Selon les statistiques officielles, les familles les plus riches (8,6 %) accaparent 60,4 % du capital financier en Chine, soit une disparité supérieure à celles que connaissent les États-Unis ou l'Amérique latine. Le taux de chômage serait de 8 à 13 % dans les villes, et atteindrait 40 % dans celles qui dépendent fortement des entreprises d'État en déclin. Seulement 5,8 % de la population urbaine serait couverte par une assurance maladie alors qu'une simple visite chez le médecin peut coûter, désormais, deux à trois mois de salaire.

Certains Chinois dénoncent enfin l'impact désastreux qu'a eu le développement économique frénétique des dernières années sur l'environnement et, par le fait même, sur la santé de la population et la pérennité des ressources naturelles. Le gouvernement admettait par exemple la semaine dernière qu'au moins le quart de sa population doit présentement boire de l'eau non potable.

Il appert, aujourd'hui, que bien que la croissance économique des 20 dernières années a tiré de la pauvreté extrême au moins 300 millions de Chinois, elle ne pourra pas se maintenir encore longtemps si l'on ne commence pas à apporter des solutions à ces problèmes sociaux et environnementaux.

Il y a une limite, en effet, au niveau de grogne populaire que peut supporter une société sans risquer d'imploser, même sous le règne d'une dictature. Et puis, il y a un prix économique à laisser se dégrader la situation. L'économie chinoise aurait bien besoin, par exemple, que ses propres consommateurs prennent le relais du secteur des exportations pour stimuler la croissance. Au lieu de cela, leur taux d'épargne est passé de 26 %, en 1985, à 43 % aujourd'hui afin de parer aux dépenses que ne fait pas l'État en santé, en éducation ou encore en assurance-chômage. Quant à la pollution, elle coûterait l'équivalent de six points de PIB par an en destruction de l'environnement et en frais de santé de l'avis même du gouvernement.

De la Chine au reste du monde

Cette logique ne s'applique pas qu'à la Chine, ni même qu'aux pays pauvres. La catastrophe qui a frappé La Nouvelle-Orléans a rappelé à ceux qui l'avaient oublié l'ampleur de la faille qui peut exister entre citoyens riches et pauvres d'un même pays, même s'il est aussi opulent que peuvent l'être les États-Unis. Quant à des manifestations violentes de populations s'estimant exclues, la France en a connu elle aussi dans ses banlieues.

Prise dans son ensemble, la planète présente aussi plusieurs similitudes avec le cas chinois. On ne peut pas manquer de constater, par exemple, que la richesse est bien mal répartie entre le Nord et le Sud, et que tout le monde aurait intérêt, ne serait-ce que pour des raisons bassement économiques, à trouver une façon d'assurer un meilleur sort aux pays pauvres d'Afrique, d'Asie ou d'Amérique latine.

Pas parce que leurs populations menacent de tout faire sauter dans de grandes émeutes, mais simplement parce qu'elles comptent des centaines de millions de bras et de têtes sous-employés, ou carrément laissés pour compte.

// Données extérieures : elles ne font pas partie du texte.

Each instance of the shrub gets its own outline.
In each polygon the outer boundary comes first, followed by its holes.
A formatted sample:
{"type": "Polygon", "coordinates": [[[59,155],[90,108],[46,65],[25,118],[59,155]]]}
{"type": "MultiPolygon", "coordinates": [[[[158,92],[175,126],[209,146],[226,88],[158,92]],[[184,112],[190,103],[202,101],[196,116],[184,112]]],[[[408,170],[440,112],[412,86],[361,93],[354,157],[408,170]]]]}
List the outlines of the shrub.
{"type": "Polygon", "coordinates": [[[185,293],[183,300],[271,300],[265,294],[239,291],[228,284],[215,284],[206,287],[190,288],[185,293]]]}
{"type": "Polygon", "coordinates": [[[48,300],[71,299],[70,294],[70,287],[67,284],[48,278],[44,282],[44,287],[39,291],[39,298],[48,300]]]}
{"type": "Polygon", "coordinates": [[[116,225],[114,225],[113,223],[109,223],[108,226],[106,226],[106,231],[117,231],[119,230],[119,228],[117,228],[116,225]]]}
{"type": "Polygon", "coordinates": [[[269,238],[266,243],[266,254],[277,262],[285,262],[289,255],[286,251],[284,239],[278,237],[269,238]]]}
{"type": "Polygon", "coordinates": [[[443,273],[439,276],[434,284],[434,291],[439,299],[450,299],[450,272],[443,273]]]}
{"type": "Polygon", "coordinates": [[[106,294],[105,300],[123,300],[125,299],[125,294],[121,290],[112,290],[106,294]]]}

Aussi parce qu'à défaut de trouver une vie décente, ces populations prendront l'exil, pas seulement de la campagne vers la ville, comme les paysans chinois, mais de leurs pays vers les nôtres. Le siège cet été dans le nord du Maroc des enclaves espagnoles de Ceuta et Mililla par des centaines de réfugiés économiques africains y voyant une porte d'entrée en Europe en a été une illustration dramatique.

L'année 2005 aura également été riche en catastrophes naturelles et écologiques susceptibles de faire prendre conscience, à ceux qui en doutent encore, des coûts énormes liés au non-respect de l'environnement.

Tout cela, la communauté internationale, comme le gouvernement chinois, prétendent l'avoir compris aujourd'hui. Les progrès tardent cependant à venir.

Sur la scène internationale, les Objectifs de développement du millénaire convenus aux Nations unies pour 2015 sont en voie d'être ratés. Le cycle de Doha pour le développement, quant à lui, a évité de peu le naufrage le mois dernier, à l'Organisation mondiale du commerce. Quant à la lutte au contre les gaz à effet de serre, elle aura quand même avancé un petit peu, cet automne, à Montréal.

Qui sait, on fera peut-être mieux cette année?